The Eckrich team doubled its return despite double-digit budget reductions, thanks to a newly optimized strategy built on insights from Keen Decisions Systems that helped them make some game-changing decisions like:
- Reallocating resources from college football to direct-equity tactics
- Increasing shopper marketing to improve merchandising performance
- Creating continuity in digital, including a significant increase in paid search
- Increasing consumer spending by $3 million, the threshold for generating profitable returns
As it begins planning for 2019 Eckrich will run Keen’s analysis and then build its plan around it, a fundamental shift to a more dynamic and data-driven decision model.
“Where Keen differs is predictability— how its modeling can predict the future— that’s what led us to partner with them.”
Build on Equity
Eckrich “borrowed equity” with a college football sponsorship to help put its name on the map. The college football program is successful, generating a $1.07 ROI. Keen’s analysis revealed that increased investment in direct-equity tactics could offer significant upside. As a result, Eckrich is redirecting some funds into equity programming, including online video, a new channel.
Keen’s model showed the brand was overspending during college football season (August to November), missing an opportunity to extend its impact across the year. Eckrich optimized timing accordingly, and now six of seven tactics are forecast to deliver an ROI >$1 in 2018, compared to just four in 2017.
Keen’s analysis confirmed the brand’s plan to move away from its mobile marketing tour, while confirming its plan to expand point-of- purchase shopper-marketing and in store promotional activities. Shopper marketing in support of its equity messaging will be pursued outside football season; the optimized timing promising improved returns.
Keen’s model suggested stronger returns could be achieved on Eckrich’s digital tactics through some simple shifts in tactics (decreasing banner ads, increasing paid search) and by optimizing timing for greater continuity.

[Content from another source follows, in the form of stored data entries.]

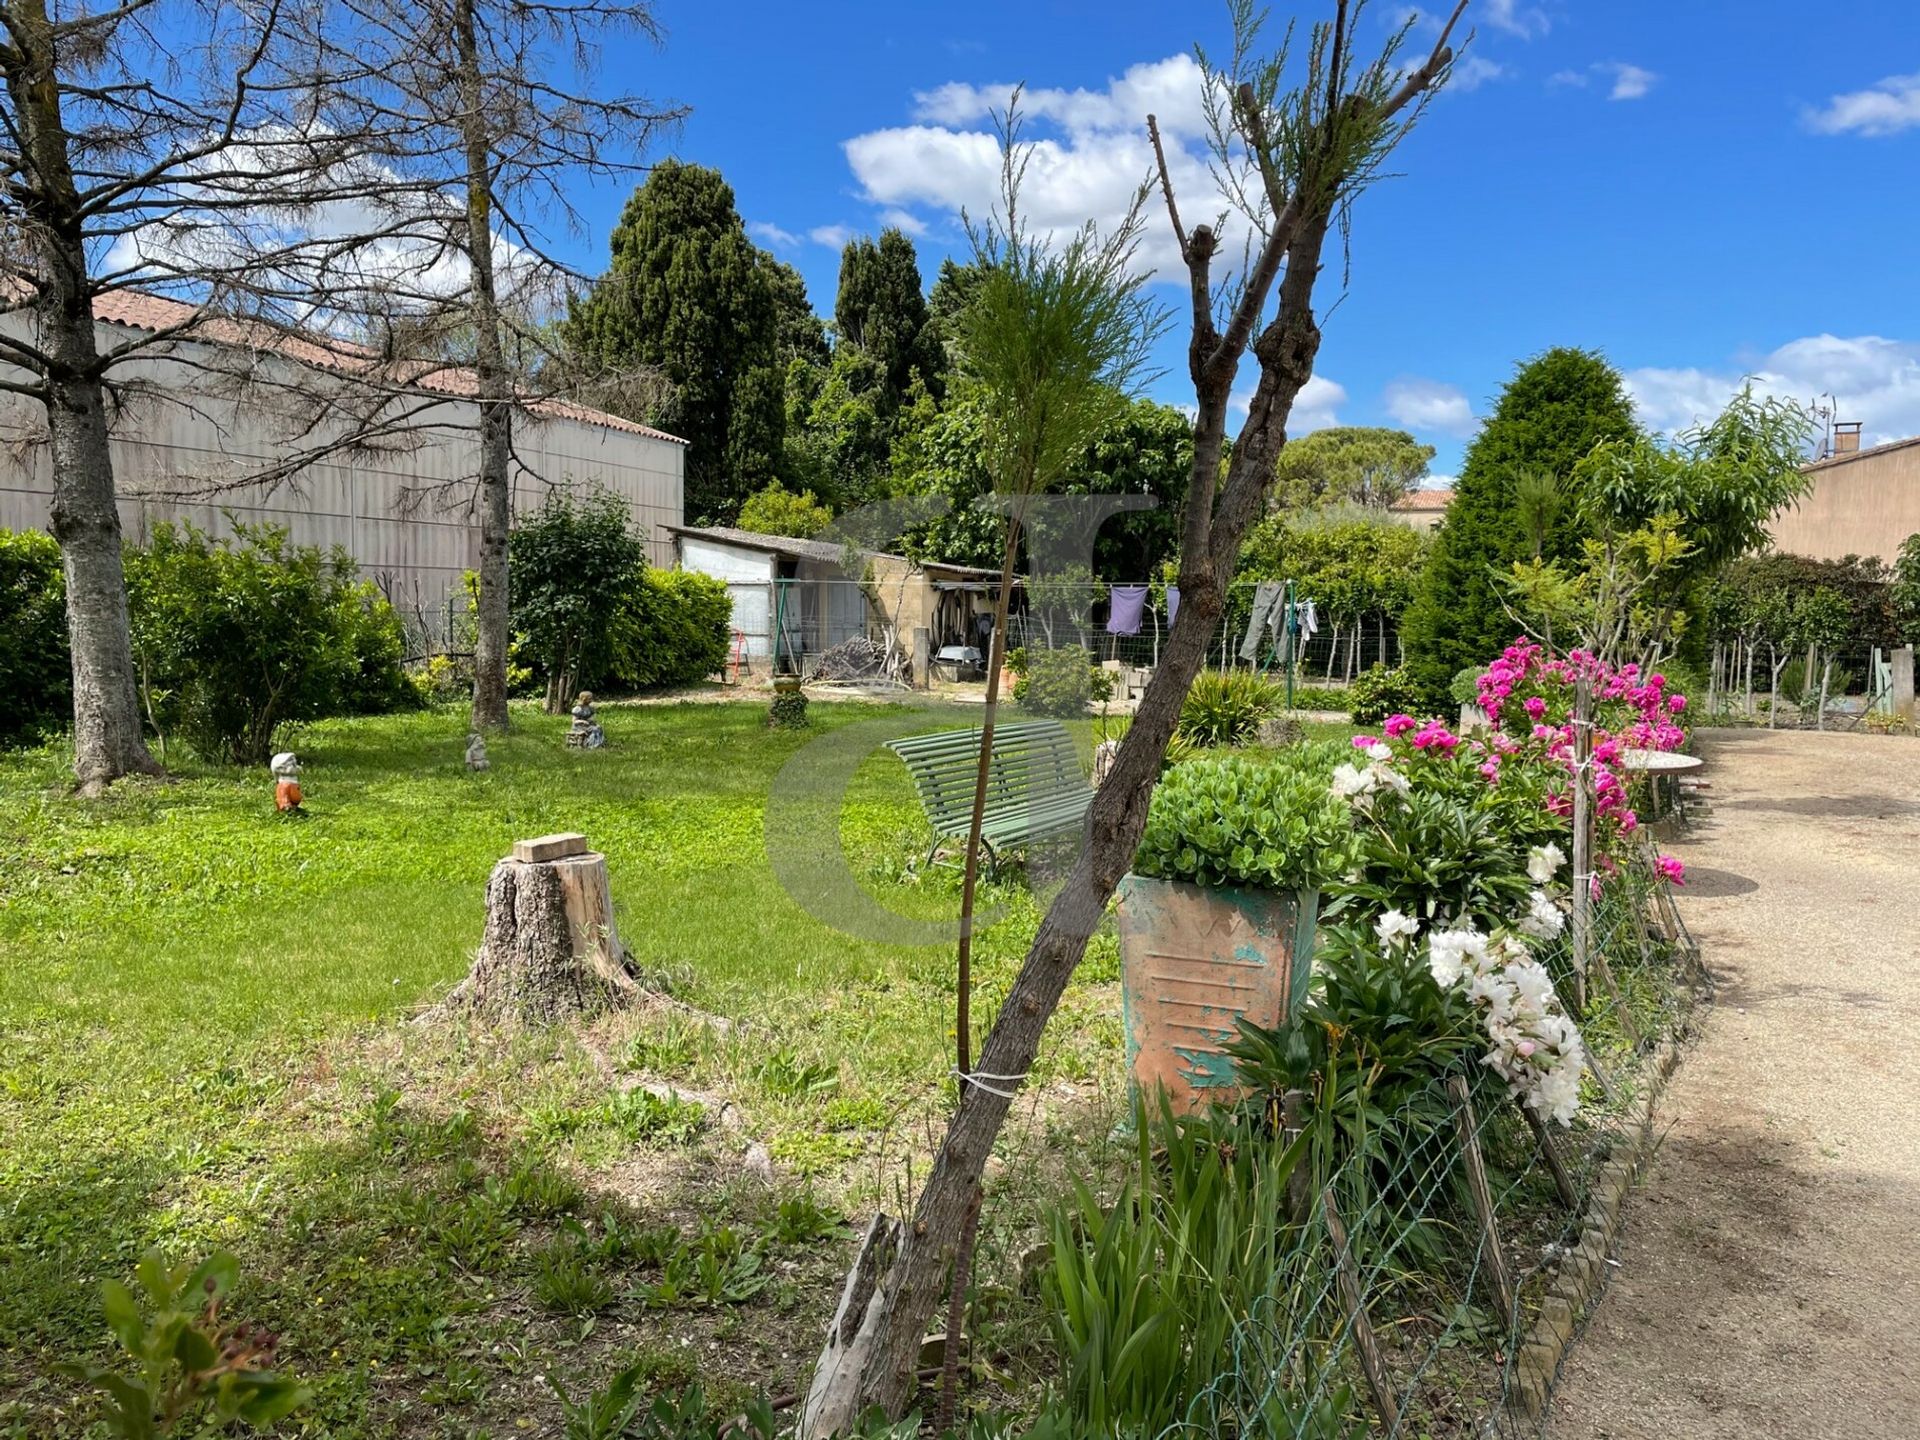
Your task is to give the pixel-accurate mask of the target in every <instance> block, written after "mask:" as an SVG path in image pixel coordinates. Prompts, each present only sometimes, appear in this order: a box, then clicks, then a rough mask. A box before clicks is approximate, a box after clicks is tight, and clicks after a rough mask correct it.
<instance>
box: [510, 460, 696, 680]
mask: <svg viewBox="0 0 1920 1440" xmlns="http://www.w3.org/2000/svg"><path fill="white" fill-rule="evenodd" d="M509 566H511V570H513V632H515V647H516V653H518V655H520V657H524V659H526V660H528V662H532V666H534V668H536V670H538V672H540V674H541V676H543V678H545V680H547V685H549V695H547V699H549V708H553V705H555V703H559V701H568V703H570V701H572V695H574V693H576V691H580V689H589V687H593V685H597V684H601V680H603V678H605V676H607V674H609V672H611V668H612V666H614V659H616V637H618V636H624V637H626V645H628V647H637V645H641V643H645V641H647V636H643V634H637V632H636V630H630V628H626V626H622V614H632V611H630V607H632V603H634V597H636V589H637V588H639V584H641V576H643V574H645V566H647V549H645V545H643V543H641V541H639V540H637V538H636V536H634V534H632V530H630V528H628V507H626V501H622V499H620V497H618V495H614V493H611V492H605V490H588V492H586V493H578V495H576V493H574V492H568V490H553V492H549V493H547V499H545V501H543V503H541V507H540V509H538V511H536V513H534V515H530V516H526V518H524V520H522V522H520V524H518V528H515V532H513V536H511V540H509ZM624 659H626V664H628V666H630V668H632V666H637V657H636V655H634V651H632V649H628V653H626V657H624ZM701 674H705V670H703V672H701Z"/></svg>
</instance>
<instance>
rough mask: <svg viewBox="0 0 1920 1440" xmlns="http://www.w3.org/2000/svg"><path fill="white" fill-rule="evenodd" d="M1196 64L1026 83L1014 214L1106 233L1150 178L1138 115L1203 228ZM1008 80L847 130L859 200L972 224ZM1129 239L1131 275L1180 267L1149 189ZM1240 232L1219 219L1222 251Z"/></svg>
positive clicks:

The winning combination, according to DiJohn, will be to ensure “an ongoing transfer of information so we’re able to read what Keen’s model is telling us and react quickly to impact the business positively or wage against negative impacts. It’s all about the real-time ability to get in and work the model. “One of the biggest benefits of working with Keen has been the ability to align how we look at our business with the way our leadership wants to look at it.”